Repository for the project developed as part of the Getting and Cleaning Data course.

Primary LanguageR

Getting and Cleaning Data Project

Author: Pablo Doval (pablo.doval@gmail.com)

Overview

This project is an excersise on data retrieval and cleaning, developed as an assignment for John Hopkins' Getting and Cleaning Data course on Coursera. The project's focus is not in the analysis of the data, but just on the steps to turn the source data on something usable for further analysis processes.

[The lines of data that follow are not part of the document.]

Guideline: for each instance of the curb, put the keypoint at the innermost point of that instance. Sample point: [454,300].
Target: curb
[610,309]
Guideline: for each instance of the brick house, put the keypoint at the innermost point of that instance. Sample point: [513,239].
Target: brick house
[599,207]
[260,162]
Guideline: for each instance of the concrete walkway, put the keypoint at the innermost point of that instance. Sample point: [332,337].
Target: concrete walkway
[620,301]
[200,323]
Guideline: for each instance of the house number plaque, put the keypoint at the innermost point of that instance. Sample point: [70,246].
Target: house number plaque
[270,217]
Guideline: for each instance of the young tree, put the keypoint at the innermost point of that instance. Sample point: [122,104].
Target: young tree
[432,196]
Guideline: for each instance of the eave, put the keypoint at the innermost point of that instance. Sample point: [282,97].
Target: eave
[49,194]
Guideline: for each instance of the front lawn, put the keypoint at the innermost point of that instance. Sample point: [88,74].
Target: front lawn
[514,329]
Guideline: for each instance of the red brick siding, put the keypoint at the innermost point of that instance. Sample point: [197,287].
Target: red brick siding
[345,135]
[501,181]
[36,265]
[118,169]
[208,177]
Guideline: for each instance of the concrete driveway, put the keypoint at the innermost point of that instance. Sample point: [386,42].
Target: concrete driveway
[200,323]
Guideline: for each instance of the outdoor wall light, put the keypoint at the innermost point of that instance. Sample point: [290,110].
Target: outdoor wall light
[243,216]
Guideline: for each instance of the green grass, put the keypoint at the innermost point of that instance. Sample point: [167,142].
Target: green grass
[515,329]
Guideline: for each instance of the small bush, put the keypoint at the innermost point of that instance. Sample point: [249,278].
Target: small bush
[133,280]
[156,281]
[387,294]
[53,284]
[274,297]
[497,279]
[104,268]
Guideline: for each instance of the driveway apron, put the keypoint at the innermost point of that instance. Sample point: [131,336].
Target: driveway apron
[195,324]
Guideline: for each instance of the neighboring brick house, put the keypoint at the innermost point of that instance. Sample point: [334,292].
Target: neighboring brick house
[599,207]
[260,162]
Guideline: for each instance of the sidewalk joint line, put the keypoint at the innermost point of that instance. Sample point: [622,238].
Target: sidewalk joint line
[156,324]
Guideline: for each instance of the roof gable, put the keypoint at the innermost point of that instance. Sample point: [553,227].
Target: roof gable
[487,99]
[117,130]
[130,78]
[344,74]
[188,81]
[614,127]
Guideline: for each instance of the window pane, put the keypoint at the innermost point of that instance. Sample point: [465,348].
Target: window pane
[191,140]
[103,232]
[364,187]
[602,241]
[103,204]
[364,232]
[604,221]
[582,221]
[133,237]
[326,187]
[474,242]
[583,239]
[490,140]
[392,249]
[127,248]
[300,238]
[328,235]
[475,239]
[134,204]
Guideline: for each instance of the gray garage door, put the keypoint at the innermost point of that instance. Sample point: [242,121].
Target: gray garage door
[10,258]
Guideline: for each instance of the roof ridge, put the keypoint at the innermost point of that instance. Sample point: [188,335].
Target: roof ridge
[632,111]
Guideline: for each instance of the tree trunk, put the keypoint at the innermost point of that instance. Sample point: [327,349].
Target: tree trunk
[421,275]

The data linked to from the course website represent data collected from the accelerometers from the Samsung Galaxy S smartphone. A full description is available at the site where the data was obtained:

http://archive.ics.uci.edu/ml/datasets/Human+Activity+Recognition+Using+Smartphones

Here are the data for the project:

https://d396qusza40orc.cloudfront.net/getdata%2Fprojectfiles%2FUCI%20HAR%20Dataset.zip

Exercise Objectives

Create an R script called run_analysis.R that does the following:

  1. Merges the training and the test sets to create one data set.
  2. Extracts only the measurements on the mean and standard deviation for each measurement.
  3. Uses descriptive activity names to name the activities in the data set.
  4. Appropriately labels the data set with descriptive variable names.

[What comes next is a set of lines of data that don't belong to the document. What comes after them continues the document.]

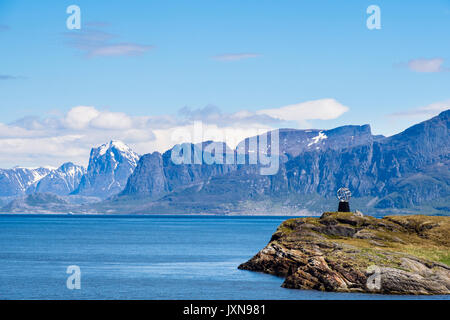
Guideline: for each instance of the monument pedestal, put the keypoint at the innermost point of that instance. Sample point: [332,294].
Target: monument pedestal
[344,206]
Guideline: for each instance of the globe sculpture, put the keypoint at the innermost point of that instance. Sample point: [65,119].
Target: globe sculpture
[344,196]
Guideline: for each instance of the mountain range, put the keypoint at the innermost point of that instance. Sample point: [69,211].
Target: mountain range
[405,173]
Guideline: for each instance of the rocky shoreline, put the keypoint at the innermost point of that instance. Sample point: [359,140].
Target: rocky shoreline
[349,252]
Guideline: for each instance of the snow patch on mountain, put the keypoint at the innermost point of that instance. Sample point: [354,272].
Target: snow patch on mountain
[318,138]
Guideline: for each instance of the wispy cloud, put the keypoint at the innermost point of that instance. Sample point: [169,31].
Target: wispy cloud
[97,43]
[236,56]
[427,65]
[57,138]
[9,77]
[424,112]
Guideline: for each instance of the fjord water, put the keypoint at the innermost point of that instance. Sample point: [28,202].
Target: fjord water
[142,257]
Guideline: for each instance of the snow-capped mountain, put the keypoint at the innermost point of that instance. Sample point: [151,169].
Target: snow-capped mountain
[110,165]
[61,181]
[14,182]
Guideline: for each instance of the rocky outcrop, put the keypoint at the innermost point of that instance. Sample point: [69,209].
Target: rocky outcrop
[408,170]
[61,181]
[344,252]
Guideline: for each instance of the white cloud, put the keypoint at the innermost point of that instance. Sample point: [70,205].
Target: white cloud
[58,138]
[427,65]
[98,43]
[323,109]
[235,56]
[122,49]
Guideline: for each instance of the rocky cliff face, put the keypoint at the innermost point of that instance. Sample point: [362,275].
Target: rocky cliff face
[346,252]
[157,175]
[407,170]
[61,181]
[110,165]
[14,182]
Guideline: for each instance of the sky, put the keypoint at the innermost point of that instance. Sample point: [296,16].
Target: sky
[141,71]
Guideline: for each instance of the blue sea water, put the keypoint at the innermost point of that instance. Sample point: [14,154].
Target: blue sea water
[142,257]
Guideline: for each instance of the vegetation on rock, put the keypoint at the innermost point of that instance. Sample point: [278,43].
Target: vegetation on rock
[347,252]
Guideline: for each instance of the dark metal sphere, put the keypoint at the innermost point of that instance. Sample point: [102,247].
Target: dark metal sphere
[344,194]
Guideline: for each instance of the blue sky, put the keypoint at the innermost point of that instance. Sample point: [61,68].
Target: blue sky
[145,59]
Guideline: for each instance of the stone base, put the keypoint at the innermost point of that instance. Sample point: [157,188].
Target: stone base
[344,206]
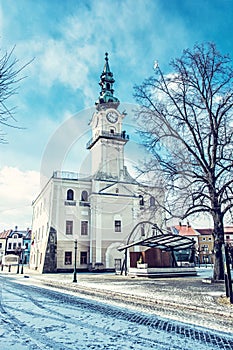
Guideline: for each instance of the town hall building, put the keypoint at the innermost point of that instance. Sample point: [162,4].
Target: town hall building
[88,218]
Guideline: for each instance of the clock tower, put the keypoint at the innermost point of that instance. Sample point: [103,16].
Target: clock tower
[108,138]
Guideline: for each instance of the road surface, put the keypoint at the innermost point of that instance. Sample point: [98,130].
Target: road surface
[38,318]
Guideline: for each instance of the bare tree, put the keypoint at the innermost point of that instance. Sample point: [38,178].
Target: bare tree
[186,123]
[9,79]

From the data set in step 4, create a second, independent tidy data set with the average of each variable for each activity and each subject.

Script Usage

In order to use the provided script (run_Analysis.R), the following prerequisites must be made:

  • R version 3.1.2 must be used (lower versions might work, but have not been tested)
  • Package "dplyr" must be installed on the R machine.
  • The UCI HAR data set must have been downloaded, since the script does not automate the download process (due to the big size of this dataset).
  • R working directory must be set pointed to the directory where the UCI HAR data has been uncompressed.

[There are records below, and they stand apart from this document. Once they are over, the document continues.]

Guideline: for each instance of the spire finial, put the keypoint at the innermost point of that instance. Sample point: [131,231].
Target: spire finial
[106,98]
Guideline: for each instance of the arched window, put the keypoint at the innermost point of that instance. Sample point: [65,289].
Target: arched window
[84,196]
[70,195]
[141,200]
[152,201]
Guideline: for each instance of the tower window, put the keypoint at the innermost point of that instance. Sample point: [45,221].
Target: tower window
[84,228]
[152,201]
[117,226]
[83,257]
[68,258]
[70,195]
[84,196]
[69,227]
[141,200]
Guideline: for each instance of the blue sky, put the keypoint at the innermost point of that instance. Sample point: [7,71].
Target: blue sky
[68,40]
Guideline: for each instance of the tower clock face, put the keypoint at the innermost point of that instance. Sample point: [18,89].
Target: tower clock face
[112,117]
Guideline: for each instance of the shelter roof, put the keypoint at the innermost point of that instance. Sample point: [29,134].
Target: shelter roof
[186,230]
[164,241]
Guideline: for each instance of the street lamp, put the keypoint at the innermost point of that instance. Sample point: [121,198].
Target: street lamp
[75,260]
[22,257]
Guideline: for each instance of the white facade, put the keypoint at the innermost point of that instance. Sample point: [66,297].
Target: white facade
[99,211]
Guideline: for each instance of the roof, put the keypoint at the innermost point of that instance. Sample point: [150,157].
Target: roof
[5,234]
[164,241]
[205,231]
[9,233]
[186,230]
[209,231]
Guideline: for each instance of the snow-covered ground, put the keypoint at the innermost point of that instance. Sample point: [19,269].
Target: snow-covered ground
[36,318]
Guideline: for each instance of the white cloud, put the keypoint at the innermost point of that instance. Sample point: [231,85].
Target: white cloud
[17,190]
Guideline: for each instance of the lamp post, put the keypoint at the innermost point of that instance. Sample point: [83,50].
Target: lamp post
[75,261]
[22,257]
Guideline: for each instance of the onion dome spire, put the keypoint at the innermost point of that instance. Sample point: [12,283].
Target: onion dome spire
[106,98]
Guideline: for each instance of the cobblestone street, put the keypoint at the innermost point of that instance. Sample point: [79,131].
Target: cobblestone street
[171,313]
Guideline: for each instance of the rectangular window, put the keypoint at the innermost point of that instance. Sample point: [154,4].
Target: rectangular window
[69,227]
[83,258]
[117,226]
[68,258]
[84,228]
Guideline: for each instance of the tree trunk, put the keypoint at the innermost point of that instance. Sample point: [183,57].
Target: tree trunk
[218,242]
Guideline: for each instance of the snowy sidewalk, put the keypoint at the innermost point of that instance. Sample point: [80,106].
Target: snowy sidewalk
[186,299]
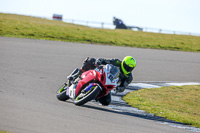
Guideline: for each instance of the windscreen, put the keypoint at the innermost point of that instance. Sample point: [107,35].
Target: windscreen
[113,70]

Once all those prerequisites are met, the script can be run in one go, and it will generate an output with the name summarizedData.txt in R's working directory, containing the activity data in form of aggregated means for each subject and each activity type.

Code Book

There is an associated code book where detailed information about all variables, as well as the processes that were followed to turn the original data into a clean and tidy data set, can be found. This code book is in the CodeBook.md file.